Initiatives: le TF siffle la fin des "produits promotionnels" contraires au droit

La politique est un terrain de jeu où l'on peut malheureusement trop souvent dire n'importe quoi, voire faire n’importe quoi, pour être élu, attirer des électeurs et plaire aux médias. On peut même faire signer des initiatives cantonales qui violent de manière évidente le droit fédéral. Et puis après? On se plaint d’un déni démocratique si l’initiative ne peut être soumise au vote. Mais peu importe, aux yeux de certains. On a eu un produit promotionnel et c'est tout ce qui compte. Heureusement, cette poudre aux yeux ne dure pas et ne doit pas durer. Au bout du compte, le Tribunal fédéral doit veiller au respect du droit et garantit ainsi l’usage d’une démocratie si enviée. Je ne peux que m'en réjouir.

Vendredi dernier, le quotidien "24 heures" relatait que l'initiative des socialistes dite "pour un rabais d'impôt qui protège les assurés plutôt que les actionnaires" avait été définitivement invalidée par le Tribunal fédéral. Déposé en septembre 2009, le texte proposait ni plus ni moins que de permettre à certains contribuables vaudois de bénéficier d'une double déduction de leurs primes d'assurance maladie.

"Génial, tout le monde souhaite payer moins d'impôts! Où est le problème?", diront beaucoup. Et bien le problème, c'est que la loi sur l'harmonisation des impôts directs (LHID) ne le permet pas. La Chambre vaudoise du commerce et de l'industrie (CVCI) l'a signalé dès le départ, de concert avec les autres organisations économiques du canton. Un avis de droit d'un professeur reconnu pour ses compétences en matière de fiscalité démontrait par A + B que cette initiative ne respectait pas le droit fédéral.

Qu'à cela ne tienne! En 2010, au Grand Conseil, la présidente du parti socialiste vaudois mettait en doute le sérieux de cette expertise. Elle assurait qu'il émanait d'un avocat "payé" par les milieux économiques "pour faire des allégations juridiques qui peuvent tout à fait être contestées"…  

Et bien non, on ne peut pas dire n'importe quoi! Après invalidation du texte par le Grand Conseil en 2010, puis plusieurs recours des socialistes, le Tribunal fédéral l'a aussi invalidé sans laisser planer la moindre contestation.
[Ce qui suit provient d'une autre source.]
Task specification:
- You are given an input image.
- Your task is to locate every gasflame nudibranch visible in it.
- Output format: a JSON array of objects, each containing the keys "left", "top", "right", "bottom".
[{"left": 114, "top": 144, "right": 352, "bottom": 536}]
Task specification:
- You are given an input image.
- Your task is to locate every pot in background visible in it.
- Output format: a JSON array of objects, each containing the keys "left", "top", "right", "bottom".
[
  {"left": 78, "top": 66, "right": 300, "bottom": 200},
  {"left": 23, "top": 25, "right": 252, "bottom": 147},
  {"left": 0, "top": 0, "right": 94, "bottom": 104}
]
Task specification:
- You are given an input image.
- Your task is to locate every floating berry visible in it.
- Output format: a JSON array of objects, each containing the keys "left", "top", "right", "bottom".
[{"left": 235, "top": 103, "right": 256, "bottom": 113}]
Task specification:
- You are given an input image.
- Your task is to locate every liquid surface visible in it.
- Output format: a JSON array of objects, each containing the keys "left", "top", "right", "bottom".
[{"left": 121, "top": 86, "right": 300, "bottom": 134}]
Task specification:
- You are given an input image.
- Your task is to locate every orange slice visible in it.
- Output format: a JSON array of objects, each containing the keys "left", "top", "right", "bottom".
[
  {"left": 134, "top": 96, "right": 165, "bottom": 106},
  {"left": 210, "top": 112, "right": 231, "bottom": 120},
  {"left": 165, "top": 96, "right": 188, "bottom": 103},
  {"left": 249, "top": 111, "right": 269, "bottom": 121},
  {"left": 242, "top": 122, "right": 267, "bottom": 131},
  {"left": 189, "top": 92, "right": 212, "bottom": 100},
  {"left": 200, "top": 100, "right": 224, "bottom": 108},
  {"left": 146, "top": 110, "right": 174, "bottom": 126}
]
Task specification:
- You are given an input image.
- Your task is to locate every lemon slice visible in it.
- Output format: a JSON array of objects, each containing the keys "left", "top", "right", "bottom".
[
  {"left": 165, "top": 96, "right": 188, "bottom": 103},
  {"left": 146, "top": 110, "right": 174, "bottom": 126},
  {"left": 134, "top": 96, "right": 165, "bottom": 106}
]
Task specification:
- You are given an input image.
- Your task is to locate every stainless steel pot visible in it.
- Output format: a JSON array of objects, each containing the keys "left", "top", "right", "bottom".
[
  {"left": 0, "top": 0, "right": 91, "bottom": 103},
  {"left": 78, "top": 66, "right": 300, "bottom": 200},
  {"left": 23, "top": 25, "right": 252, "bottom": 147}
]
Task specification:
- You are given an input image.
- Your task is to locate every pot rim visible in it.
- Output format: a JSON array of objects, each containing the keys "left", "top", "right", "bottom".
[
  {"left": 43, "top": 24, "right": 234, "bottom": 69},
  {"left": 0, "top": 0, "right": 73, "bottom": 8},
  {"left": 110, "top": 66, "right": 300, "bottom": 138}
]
Il suit les arguments de la CVCI et de ses partenaires à 100%. Les initiants sont déboutés sur toute la ligne.

On peut en tout cas tirer deux constats très réjouissants de cette saga juridico-politique:

1° Le Tribunal fédéral a désormais tracé une ligne rouge: une initiative mal fichue dont une partie ne peut pas être validée peut finir dans la poubelle. En l'occurrence, le TF a estimé qu'il n'était pas possible de faire voter sur le seul volet de la suppression des baisses fiscales, décidées en février en 2009, en faveur des actionnaires et des entreprises. Car les socialistes avaient présenté cette mesure comme le moyen de financer le rabais d'impôt à tous les contribuables dont les primes d'assurances maladie dépassent les 10% de leurs revenus.  Une initiative n'est pas une carte de menu, un simple produit d'appel, dont on peut retirer des plats sans crier gare. On ne peut pas (ou plus) faire n'importe quoi, j'y reviens.

2° L'initiative étant invalidée, la fiscalité des entreprises vaudoises ne risque pas d'être péjorée. N'en déplaise aux initiants, c'est une excellente nouvelle pour les contribuables qu'ils prétendent défendre, car l'emploi en sort gagnant. Avec la crise de la dette, la concurrence des marchés émergents et le franc fort, les entreprises ont en effet suffisamment de défis à relever sans qu'il soit nécessaire de rajouter des problèmes.